@@ -10,15 +10,27 @@
#include <linux/types.h>
#include <linux/init.h>
#include <linux/printk.h>
+#include <linux/list.h>
+#include <linux/memblock.h>
#include <asm/msr-index.h>
#include <asm/msr.h>
#include <asm/apic.h>
#include <asm/tdx.h>
#include "tdx.h"
+struct tdx_memblock {
+ struct list_head list;
+ unsigned long start_pfn;
+ unsigned long end_pfn;
+ int nid;
+};
+
static u32 tdx_keyid_start __ro_after_init;
static u32 tdx_keyid_num __ro_after_init;
+/* All TDX-usable memory regions */
+static LIST_HEAD(tdx_memlist);
+
/*
* Detect TDX private KeyIDs to see whether TDX has been enabled by the
* BIOS. Both initializing the TDX module and running TDX guest require
@@ -66,6 +78,125 @@ static void __init clear_tdx(void)

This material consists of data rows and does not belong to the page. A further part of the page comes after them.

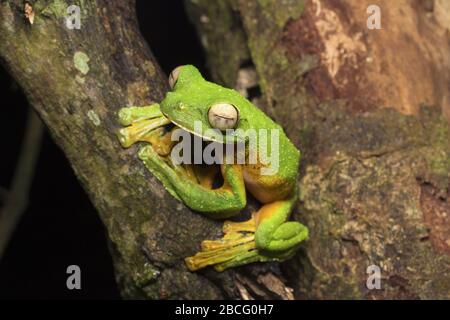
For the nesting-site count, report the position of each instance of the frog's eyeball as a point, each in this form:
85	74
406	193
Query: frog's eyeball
223	116
174	76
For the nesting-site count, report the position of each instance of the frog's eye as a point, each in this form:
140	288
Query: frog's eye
223	116
174	76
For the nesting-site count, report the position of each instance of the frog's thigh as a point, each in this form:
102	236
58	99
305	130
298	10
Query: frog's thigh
273	233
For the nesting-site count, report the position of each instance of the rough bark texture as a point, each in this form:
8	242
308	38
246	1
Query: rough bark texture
375	181
77	80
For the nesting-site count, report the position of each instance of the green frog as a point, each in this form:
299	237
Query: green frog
223	117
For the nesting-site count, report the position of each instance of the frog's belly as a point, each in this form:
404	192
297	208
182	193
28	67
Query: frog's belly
266	188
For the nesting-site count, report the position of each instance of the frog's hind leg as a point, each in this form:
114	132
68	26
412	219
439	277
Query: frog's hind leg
265	237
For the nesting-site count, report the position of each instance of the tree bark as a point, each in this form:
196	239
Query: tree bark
374	184
77	80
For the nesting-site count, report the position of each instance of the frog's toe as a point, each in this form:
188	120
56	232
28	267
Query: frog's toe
236	248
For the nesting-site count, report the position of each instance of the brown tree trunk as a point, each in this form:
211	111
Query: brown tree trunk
374	181
374	185
77	80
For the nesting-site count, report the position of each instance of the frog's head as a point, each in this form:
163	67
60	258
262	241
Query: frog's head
205	108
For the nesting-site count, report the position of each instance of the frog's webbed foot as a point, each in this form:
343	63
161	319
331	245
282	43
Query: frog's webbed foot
237	247
265	237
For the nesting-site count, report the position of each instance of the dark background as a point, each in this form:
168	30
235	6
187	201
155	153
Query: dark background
60	226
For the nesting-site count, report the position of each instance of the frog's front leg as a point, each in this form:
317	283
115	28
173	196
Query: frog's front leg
216	203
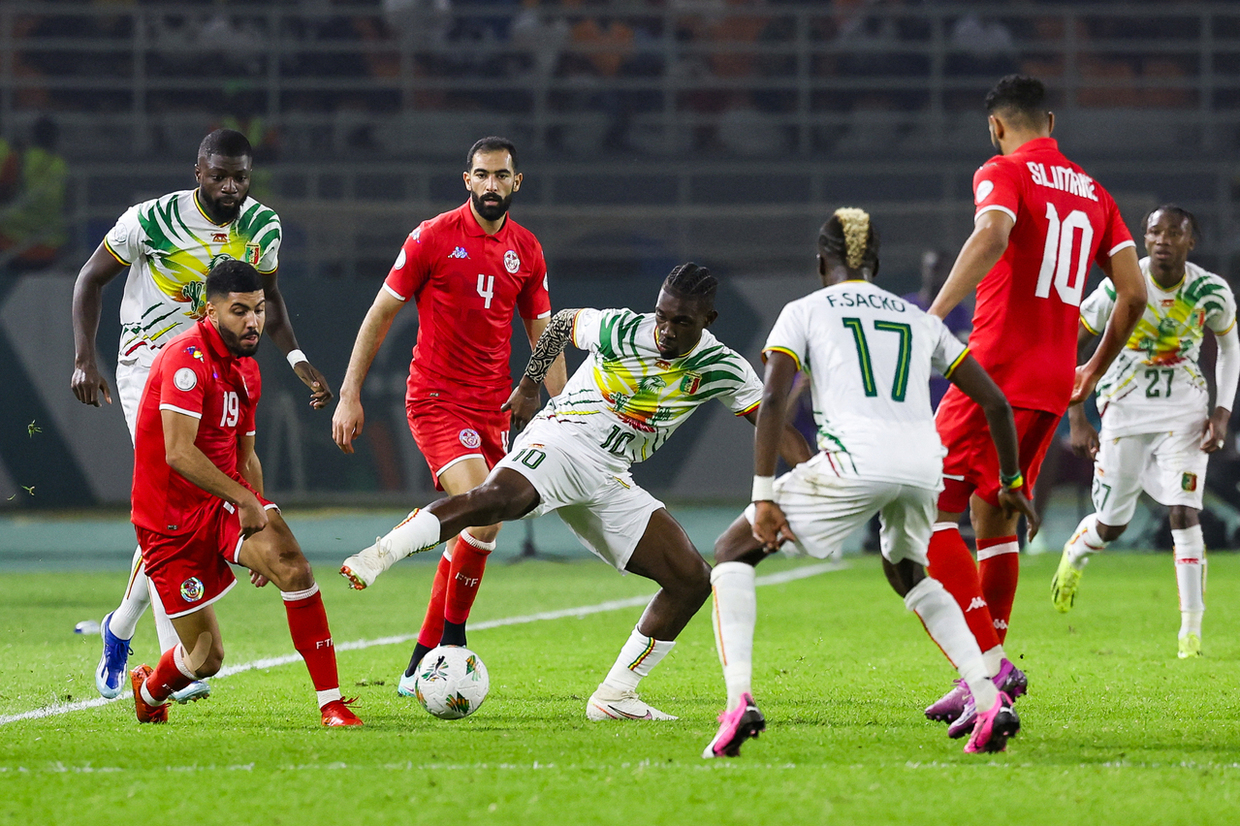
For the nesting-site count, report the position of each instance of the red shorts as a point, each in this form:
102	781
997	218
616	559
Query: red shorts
971	464
190	571
447	433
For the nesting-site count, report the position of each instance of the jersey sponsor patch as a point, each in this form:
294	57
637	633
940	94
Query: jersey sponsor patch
185	378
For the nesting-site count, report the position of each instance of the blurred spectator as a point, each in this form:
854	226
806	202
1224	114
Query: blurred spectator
32	226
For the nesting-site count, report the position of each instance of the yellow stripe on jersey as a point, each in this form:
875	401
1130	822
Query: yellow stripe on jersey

tdx_keyid_start = tdx_keyid_num = 0;
}
+static void __init tdx_memory_destroy(void)
+{
+ while (!list_empty(&tdx_memlist)) {
+ struct tdx_memblock *tmb = list_first_entry(&tdx_memlist,
+ struct tdx_memblock, list);
+
+ list_del(&tmb->list);
+ kfree(tmb);
+ }
+}
+
+/* Add one TDX memory block after all existing TDX memory blocks */
+static int __init tdx_memory_add_block(unsigned long start_pfn,
+ unsigned long end_pfn,
+ int nid)
+{
+ struct tdx_memblock *tmb;
+
+ tmb = kmalloc(sizeof(*tmb), GFP_KERNEL);
+ if (!tmb)
+ return -ENOMEM;
+
+ INIT_LIST_HEAD(&tmb->list);
+ tmb->start_pfn = start_pfn;
+ tmb->end_pfn = end_pfn;
+ tmb->nid = nid;
+
+ list_add_tail(&tmb->list, &tdx_memlist);
+
+ return 0;
+}
+
+/*
+ * TDX reports a list of "Convertible Memory Regions" (CMR) to indicate
+ * all memory regions that _can_ be used by TDX, but the kernel needs to
+ * choose the _actual_ regions that TDX can use and pass those regions
+ * to the TDX module when initializing it. After the TDX module gets
+ * initialized, no more TDX-usable memory can be hot-added to the TDX
+ * module.
+ *
+ * TDX convertible memory must be physically present during machine boot.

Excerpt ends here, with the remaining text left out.